In an attempt to calm markets, China’s central bank trimmed interest rates for the second time this year, despite fears of rising inflation. The People’s Bank of China cut two key lending rates, though Craig Botham, at Pantheon Macroeconomics, says the move will do little to support consumer spending, because there just isn’t any appetite to borrow.
“Availability of funds is not the problem, loan demand is,” he says. “Equally, the price of credit is unlikely to be the deciding factor, particularly with interbank rates so low.”
An increasing number of shoppers are staying away from Chinese shopping districts as sudden store closures become the new normal.Credit:Bloomberg
An even bigger worry is the growing number of young people who cannot find a job. A world where policymakers keep switching economic activity on and off has caused uncertainty among businesses. Many can’t be sure how many staff they’ll need today, let alone in a year’s time. Around 11 million Chinese graduates entered the uncertain jobs market this year, which has pushed up youth unemployment to 19.9 per cent.
There is also China’s rapidly deteriorating property market, which threatens to exert a long-term drag on growth. House prices are falling, and attempts to engineer a soft landing have been challenging. Official data on Monday showed property investment between January and July fell 6.4 per cent compared with the same period in 2021.
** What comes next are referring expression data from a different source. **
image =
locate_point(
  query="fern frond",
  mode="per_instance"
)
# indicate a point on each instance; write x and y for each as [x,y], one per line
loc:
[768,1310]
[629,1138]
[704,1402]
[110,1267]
Lawrence Brainard, an economist at TS Lombard, says local governments have been using cash to prop up projects and “keep prices from falling precipitously”. But he adds: “the option of defaulting has become increasingly attractive to developers.”
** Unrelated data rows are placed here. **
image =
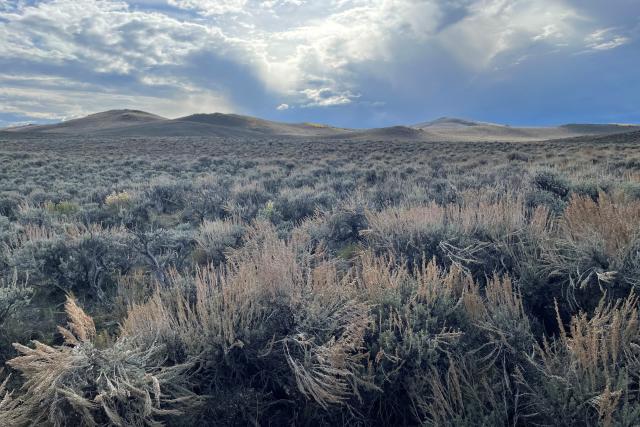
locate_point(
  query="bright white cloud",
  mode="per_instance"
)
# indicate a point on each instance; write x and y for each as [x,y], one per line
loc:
[605,39]
[303,52]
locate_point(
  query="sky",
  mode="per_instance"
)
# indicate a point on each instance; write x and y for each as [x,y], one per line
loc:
[351,63]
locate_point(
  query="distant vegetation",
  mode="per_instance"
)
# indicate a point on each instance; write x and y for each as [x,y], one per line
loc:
[205,281]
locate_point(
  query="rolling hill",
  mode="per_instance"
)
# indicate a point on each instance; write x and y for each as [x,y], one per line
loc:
[126,123]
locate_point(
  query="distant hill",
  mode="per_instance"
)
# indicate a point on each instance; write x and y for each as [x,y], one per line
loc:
[112,119]
[447,129]
[124,123]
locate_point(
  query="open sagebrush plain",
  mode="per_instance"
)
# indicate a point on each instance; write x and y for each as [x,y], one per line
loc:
[284,281]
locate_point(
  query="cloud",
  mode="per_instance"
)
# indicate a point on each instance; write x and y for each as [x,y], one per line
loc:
[240,55]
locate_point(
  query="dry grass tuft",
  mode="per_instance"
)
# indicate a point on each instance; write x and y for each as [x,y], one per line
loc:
[79,384]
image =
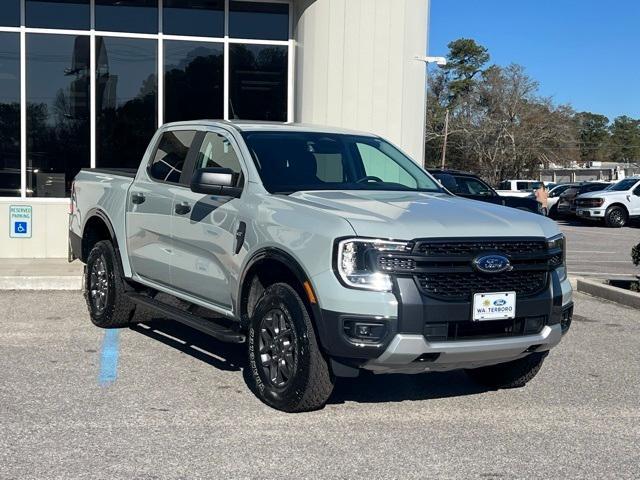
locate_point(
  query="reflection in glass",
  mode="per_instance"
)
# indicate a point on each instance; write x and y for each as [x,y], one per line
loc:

More and more shoppers are now just choosing to stay at home, which could have big consequences for the world’s second-largest economy.
Uncertainty surrounding the market means nobody is building. And an increasing number of homebuyers are refusing to pay mortgages on properties they have bought because developers can no longer finish them. The number of new construction projects is now lower than the trough reached in 2020, when the pandemic first hit activity.
Most analysts believe China has the financial firepower to avoid a widespread property crash. But Brainard believes the alternative may be worse. “In the end, the central government will have to provide much of the money required: but before that can happen, a housing strategy must be in place, which will take more time,” he says. “So, instead of a sharp market-driven adjustment in prices such as happened in the 2008 US financial crisis – where the banks wrote off their losses – China’s property sector is facing a long, drawn-out descent into years-long stagnation.”
Raymond Yeung, at ANZ Bank, says China must reverse its strict COVID rules if it is to avoid a self-inflicted downturn. “Broader policy changes, ranging from property to COVID-19 containment, are required to arrest China’s economic slowdown in the second half of this year.”
Shanghai’s Ikea store was expected to reopen its doors to customers this morning. Those lost in the Ikea labyrinth have been stuck in quarantine for two days followed by five days of health monitoring.
More and more shoppers are now just choosing to stay at home, which could have big consequences for the world’s second-largest economy.